Characterizing link asymmetry in vehicle-to-vehicle Visible Light Communications

2015 
Recently, it has been found that Vehicular Visible Light Communications (V2LC) can effectively address several challenges faced by conventional Radio-Frequency-based (RF-based) vehicular communications. Utilizing the LED headlamps and taillights as the transmitter and a photodiode as the receiver, V2LC has high reliability even in high vehicle density scenarios, can effectively identify the transmitter of a received message, and has low cost. In this paper, we identify a new problem unique to V2LC - link asymmetry, which is defined as significant difference in incoming and outgoing links and perform the first experimental work to characterize the problem. To this end, we performed extensive optical radiation pattern measurements with off-the-shelf LED headlamps and taillights. We also collected a number of vehicle mobility traces with 2-dimensional locations with centimeter-level accuracy as well as vehicle bearing. Combining these data, we performed an analytical study to obtain an experimental distribution of received power difference of the links in opposite directions.

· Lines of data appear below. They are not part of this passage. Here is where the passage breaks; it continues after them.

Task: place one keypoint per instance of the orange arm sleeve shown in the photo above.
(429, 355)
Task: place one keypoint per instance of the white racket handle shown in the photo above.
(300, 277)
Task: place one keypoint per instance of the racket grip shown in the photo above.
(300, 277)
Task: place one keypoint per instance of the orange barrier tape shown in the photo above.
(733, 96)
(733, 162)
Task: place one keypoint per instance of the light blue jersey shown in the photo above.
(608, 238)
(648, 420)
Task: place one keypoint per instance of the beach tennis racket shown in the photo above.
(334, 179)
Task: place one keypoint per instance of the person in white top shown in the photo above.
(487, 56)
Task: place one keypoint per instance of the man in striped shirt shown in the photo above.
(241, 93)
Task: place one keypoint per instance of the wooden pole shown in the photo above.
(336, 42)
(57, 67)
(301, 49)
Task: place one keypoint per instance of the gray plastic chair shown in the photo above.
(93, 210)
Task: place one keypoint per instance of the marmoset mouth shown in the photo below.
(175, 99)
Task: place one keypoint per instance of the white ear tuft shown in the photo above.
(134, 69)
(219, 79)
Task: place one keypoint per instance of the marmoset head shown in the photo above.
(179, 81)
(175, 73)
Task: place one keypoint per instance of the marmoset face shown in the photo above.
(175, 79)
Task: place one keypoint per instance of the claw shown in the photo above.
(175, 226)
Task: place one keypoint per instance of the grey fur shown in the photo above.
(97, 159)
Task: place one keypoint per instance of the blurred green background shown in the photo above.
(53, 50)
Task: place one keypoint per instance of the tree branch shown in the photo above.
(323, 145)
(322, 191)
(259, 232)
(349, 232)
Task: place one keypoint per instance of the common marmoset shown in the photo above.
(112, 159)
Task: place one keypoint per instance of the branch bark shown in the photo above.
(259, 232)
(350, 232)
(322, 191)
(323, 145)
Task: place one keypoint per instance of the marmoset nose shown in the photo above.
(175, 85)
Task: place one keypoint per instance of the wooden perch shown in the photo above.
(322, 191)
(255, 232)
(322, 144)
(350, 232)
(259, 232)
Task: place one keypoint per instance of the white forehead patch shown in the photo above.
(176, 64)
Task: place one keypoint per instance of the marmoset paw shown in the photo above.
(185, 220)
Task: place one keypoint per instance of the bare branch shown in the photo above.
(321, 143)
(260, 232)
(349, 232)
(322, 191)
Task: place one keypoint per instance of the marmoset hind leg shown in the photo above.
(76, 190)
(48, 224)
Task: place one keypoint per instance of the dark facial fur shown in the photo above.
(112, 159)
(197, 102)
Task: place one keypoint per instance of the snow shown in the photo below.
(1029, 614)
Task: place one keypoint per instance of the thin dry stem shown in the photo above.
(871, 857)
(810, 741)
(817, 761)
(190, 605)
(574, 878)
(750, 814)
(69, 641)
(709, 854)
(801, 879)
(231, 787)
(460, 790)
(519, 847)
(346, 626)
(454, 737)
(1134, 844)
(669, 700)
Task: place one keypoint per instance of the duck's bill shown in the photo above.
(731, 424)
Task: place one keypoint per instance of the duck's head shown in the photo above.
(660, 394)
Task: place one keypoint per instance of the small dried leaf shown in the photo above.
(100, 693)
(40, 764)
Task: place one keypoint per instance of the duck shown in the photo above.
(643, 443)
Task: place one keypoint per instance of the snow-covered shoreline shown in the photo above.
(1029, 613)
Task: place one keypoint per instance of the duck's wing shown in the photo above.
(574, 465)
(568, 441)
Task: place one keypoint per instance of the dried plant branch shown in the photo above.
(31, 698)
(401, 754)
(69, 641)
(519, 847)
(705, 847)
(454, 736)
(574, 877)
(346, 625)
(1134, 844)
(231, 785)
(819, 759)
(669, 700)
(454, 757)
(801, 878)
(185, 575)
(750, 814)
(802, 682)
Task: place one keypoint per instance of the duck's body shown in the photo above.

Our results show that in 80% of the cases the received power of the outgoing link using the headlamp of our vehicle is 22 dB or more than the received power of the incoming link using the neighboring vehicle's taillight, and only 8.1% of the cases have less than 10-dB received power difference. This suggests that the link asymmetry problem is very severe in V2LC and new system design or protocol design consideration is required to prevent significant throughput degradation.